I nod at her, not wanting to have to hear her ask me to no longer talk to Kayla. I want to still be able to talk to Kayla, but I know I won’t if her mother says I can’t.

Take care of yourself, she says.

I will, I tell her. I try to.

Take care of your kids, she says. The “your” is slightly firmer, louder, than the other words.

I nod one more time.

She looks at me long and walks back to where her daughter is.

 

* * *

 

At yoga, there’s a teacher I’ve never had before. She’s more solid than the other women, short and stocky. She wears a thin red T-shirt with white writing that pulls at her breasts and bunches overtop her ass. She has curly, light-red hair held back and wide, round legs.

This is a multilevel Vinyasa flow, she says, which means some of your neighbors might be making modifications, so please keep your eyes off your neighbors and just follow what I say.

She keeps saying this throughout the class, a little scolding. I always get behind and have to watch the women in front of me or behind me and I get nervous, hoping that she doesn’t see me as I look.

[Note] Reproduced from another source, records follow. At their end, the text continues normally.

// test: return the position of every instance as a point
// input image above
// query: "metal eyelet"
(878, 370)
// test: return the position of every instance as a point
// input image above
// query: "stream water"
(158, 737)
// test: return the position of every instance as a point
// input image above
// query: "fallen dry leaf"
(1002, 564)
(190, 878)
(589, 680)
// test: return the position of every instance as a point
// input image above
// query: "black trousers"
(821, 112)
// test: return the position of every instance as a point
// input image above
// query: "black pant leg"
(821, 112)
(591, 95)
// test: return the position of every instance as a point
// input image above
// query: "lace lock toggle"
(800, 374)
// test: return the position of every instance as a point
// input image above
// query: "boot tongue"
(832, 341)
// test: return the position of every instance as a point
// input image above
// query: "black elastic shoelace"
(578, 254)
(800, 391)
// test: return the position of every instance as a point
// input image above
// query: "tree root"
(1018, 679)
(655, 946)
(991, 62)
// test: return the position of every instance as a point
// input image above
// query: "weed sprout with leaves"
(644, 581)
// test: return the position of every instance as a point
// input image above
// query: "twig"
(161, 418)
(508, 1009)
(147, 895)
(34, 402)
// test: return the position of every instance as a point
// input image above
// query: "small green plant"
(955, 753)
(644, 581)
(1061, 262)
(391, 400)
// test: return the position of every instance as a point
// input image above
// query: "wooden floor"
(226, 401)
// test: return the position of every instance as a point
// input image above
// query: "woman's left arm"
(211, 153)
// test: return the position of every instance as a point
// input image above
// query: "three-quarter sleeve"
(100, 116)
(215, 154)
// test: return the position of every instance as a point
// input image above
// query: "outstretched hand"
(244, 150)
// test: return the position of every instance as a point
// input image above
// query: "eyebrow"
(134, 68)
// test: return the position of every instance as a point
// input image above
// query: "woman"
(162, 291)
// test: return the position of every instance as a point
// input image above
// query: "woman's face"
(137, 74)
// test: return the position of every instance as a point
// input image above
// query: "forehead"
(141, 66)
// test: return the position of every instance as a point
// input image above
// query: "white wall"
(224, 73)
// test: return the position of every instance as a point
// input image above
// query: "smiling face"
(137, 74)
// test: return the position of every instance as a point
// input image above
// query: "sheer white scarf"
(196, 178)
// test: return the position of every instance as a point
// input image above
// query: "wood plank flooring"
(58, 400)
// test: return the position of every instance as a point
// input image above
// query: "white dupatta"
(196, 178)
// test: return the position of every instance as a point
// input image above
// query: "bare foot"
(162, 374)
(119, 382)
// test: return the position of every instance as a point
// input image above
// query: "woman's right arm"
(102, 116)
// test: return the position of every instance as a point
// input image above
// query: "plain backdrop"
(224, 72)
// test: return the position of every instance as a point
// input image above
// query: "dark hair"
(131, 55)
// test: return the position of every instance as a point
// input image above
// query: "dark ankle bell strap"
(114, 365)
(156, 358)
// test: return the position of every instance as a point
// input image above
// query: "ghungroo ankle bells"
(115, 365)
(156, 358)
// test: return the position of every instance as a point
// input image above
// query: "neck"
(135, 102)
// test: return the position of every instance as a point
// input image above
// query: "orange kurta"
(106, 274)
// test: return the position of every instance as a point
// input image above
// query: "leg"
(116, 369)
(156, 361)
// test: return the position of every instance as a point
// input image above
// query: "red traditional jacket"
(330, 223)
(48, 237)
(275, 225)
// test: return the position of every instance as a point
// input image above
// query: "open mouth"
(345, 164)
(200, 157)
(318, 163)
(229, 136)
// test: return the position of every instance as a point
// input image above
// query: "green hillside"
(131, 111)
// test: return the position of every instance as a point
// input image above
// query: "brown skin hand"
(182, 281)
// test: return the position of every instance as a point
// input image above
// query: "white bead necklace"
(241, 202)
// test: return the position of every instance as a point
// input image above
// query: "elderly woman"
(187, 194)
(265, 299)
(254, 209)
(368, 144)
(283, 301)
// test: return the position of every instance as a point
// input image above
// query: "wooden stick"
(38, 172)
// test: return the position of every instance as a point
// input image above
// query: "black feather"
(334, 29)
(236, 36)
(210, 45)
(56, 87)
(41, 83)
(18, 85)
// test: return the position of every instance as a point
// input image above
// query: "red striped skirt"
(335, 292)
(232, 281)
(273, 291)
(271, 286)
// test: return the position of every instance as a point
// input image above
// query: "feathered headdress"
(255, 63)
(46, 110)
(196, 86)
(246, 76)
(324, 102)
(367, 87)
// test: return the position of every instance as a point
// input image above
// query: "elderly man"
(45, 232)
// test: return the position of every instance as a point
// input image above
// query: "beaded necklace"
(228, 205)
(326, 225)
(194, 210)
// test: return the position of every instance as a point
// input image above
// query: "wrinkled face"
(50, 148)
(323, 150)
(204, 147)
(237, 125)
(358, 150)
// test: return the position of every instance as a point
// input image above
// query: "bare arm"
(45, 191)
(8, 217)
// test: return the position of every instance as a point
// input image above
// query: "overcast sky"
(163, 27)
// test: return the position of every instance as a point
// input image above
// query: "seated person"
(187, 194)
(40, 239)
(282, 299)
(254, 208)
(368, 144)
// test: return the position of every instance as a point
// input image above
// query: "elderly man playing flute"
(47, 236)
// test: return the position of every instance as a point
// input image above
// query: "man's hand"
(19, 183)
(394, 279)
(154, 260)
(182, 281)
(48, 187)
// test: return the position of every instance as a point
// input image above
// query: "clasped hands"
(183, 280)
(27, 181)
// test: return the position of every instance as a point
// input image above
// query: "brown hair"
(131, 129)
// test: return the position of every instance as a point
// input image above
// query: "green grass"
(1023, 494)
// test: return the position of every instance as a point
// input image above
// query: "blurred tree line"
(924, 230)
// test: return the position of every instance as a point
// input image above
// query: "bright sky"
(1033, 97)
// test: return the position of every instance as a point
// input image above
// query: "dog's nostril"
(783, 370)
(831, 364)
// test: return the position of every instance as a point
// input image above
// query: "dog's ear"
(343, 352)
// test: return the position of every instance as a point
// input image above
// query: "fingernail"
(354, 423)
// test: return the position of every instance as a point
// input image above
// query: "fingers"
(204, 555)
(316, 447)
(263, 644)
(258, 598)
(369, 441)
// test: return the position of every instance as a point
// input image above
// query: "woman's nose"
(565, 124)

Please take your eyes off of your neighbors, she says again, as we sit in a squat, and I think I’ll never take a class with her again.

Except there is a rhythm to the class and I get inside it. We move more quickly than I’m used to and I think I’ll fall or the woman behind me, whom I’ve seen before and who can do the headstand, will fall over laughing at the fact that I can’t even touch my toes.

I sweat more than I usually do at yoga, and my back straightens and it lengthens and my stomach pulls back further to my spine and I look straight ahead.